The maternal microbiome regulates infant respiratory disease susceptibility via intestinal Flt3L expression and plasmacyoid dendritic cell haematopoiesis
Sikder M.A.A. et al. (BioRxiv) DOI: 10.1101/2023.01.05.522516
Plasmacytoid Dendritic cells (pDC)
Sever lower respiratory tract infections (sLRI) are a group of illnesses that increase the risk of developing asthma. sLRI prevalence in early life coincides with the development of the infant microbiome and perturbing this axis increase sLRI severity. However, the underlying mechanisms linking the infant microbiome and sLRI development remain elusive.
Plasmacytoid dendritic cells (pDC) are important regulators of the immune response in sLRI with their depletion perturbing Treg expansion leading to more severe disease. A recent preprint (not peer-reviewed) by Sikder et al., identify a microbiome-dependent axis in the gut that is essential for pDC hematopoiesis during early life and conferring sLRI resistance.
The maternal microbiome was perturbed using low (LFD) versus high-fibre diet (HFD) during pregnancy and the pre-weaning period. Offspring were then exposed to either the pneumonia virus of mice (PVM) or rhinovirus and in both instances LFD offspring developed more type 2 inflammation, airway remodeling and had reduced pDC and Treg expansion. On exposure to an aeroallergen, cockroach extract (CRE), LFD-offspring also developed asthma with HFD-offspring remaining protected from CRE-induced asthma.
Next the authors investigated how changes in the maternal diet were mediating these effects. Fecal microbiome transplants from HFD mothers to LFD pups failed to reduce sLRI severity or rescue pDC numbers. However, cross fostering experiments whereby newly born pups were switched from LFD-fed mothers to HFD-mothers could confer protection against sLRI, reduce inflammation and induce pDC and Treg expansion. These results suggest that the maternal milk microbiome is essential for conferring sLRI resistance. Indeed, bacterial isolates obtained from the milk of HFD-fed mothers or supplementation with the microbial short chain fatty acid, propionate, could also confer sLRI resistance. Depletion of pDC using the diphtheria toxin reversed propionate-induced sLRI resistance highlighting these effects were mediated through pDC.

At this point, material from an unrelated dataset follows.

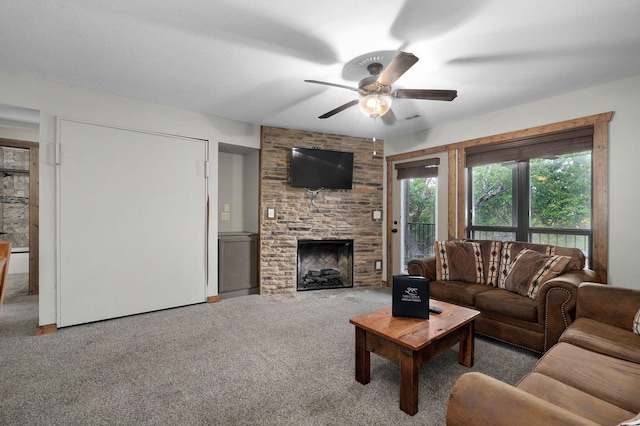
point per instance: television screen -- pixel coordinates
(321, 168)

Mechanistically, the expression of the non-redundant DC growth factor, Flt3L, was found to be reduced in the bone marrow, colon, feces, and serum in LFD-fed offspring. Of interest HFD-offspring displayed a burst of Flt3L expression in the feces during early development and the authors went on to show that intestinal epithelial cells (IEC) express surface bound Flt3L that is cleaved by ADAM10. Furthermore, propionate appears essential for this neonatal intestinal expression of Flt3L. Indeed, sLRI protection induced by propionate in LFD-fed offspring was ablated by anti-Flt3L treatment.

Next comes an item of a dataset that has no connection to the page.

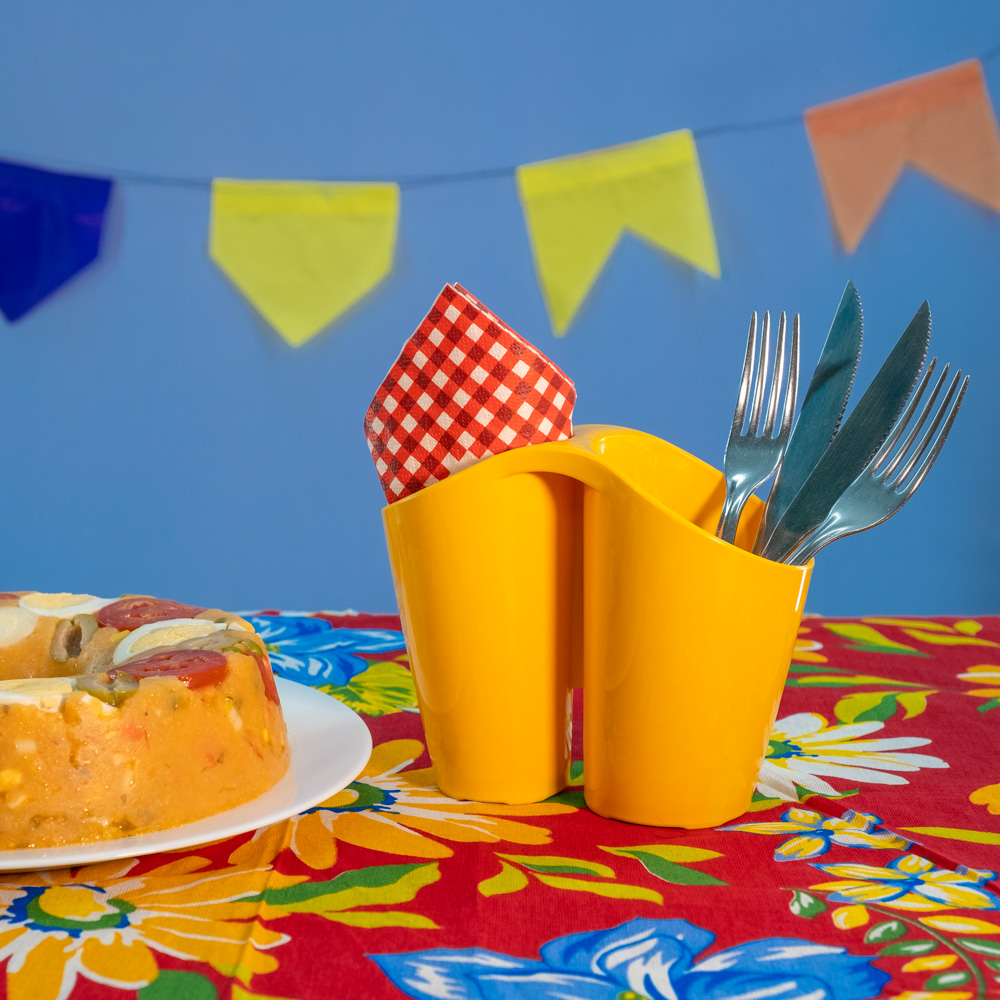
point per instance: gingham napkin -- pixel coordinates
(465, 386)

The results of this study suggest that the maternal milk microbiome is essential in establishing the early infant microbiome leading to an critical wave of IEC Flt3L expression essential for pDC and Treg expansion and conferring resistance to sLRI and later development of asthma.
1. In response to acute infection, the authors show that ADAM10 inhibition ablated pDC and Treg cell expansion predisposing otherwise healthy HFD-reared pups to a sLRI. Importantly, however ADAM10 affects a broad array of proteins and hence there are limitations to the systemic use of ADAM10 inhibitor. In general, the data is consistent with the notion that gut-derived Flt3L promotes postnatal DC hematopoiesis and confers protection against sLRI.
2. As propionate can mediate its anti-inflammatory effects through the inhibition of histone deacetylases (HDACs) the authors treated mice with the pan-HDAC inhibitor, TSA and showed that Flt3L levels were restored similar to HFD-reared pups . While these experiments do implicate a mechanism of action whereby propionate regulates Flt3L in IECs though deacetylation of histones. More experiments for example ChIP on the Flt3L promoter for certain epigenetic modifiers would be needed to clarify these claims
The authors identify for the first time that intestinal epithelia cells (IEC) as a critical source of Flt3L during early development that appears crucial for dendritic cell haematopoiesis. They also show that the maternal microbiome is critical for this axis mediated through the milk microbiota. This is a significant and novel finding that is robustly shown using different experimental models including cross fostering and milk isolate transfer. Finally, the authors show that it is propionate, the short chain fatty acid, that is the essential component of this IEC-Flt3L-dendritic cell axis. From a general immunology point of view, this preprint brings new knowledge about the mechanism regulating dendritic cell haematopoiesis and how they can be perturbed by changes in the environment and microbiota and has broad implications for many diseases where DC play a crucial part in antigen presentation and T-cell activation.
Reviewed by Lily Keane as part of the cross-institutional journal club of the Immunology Institute of the Icahn School of Medicine, Mount Sinai and the Kennedy Institute of Rheumatology, University of Oxford.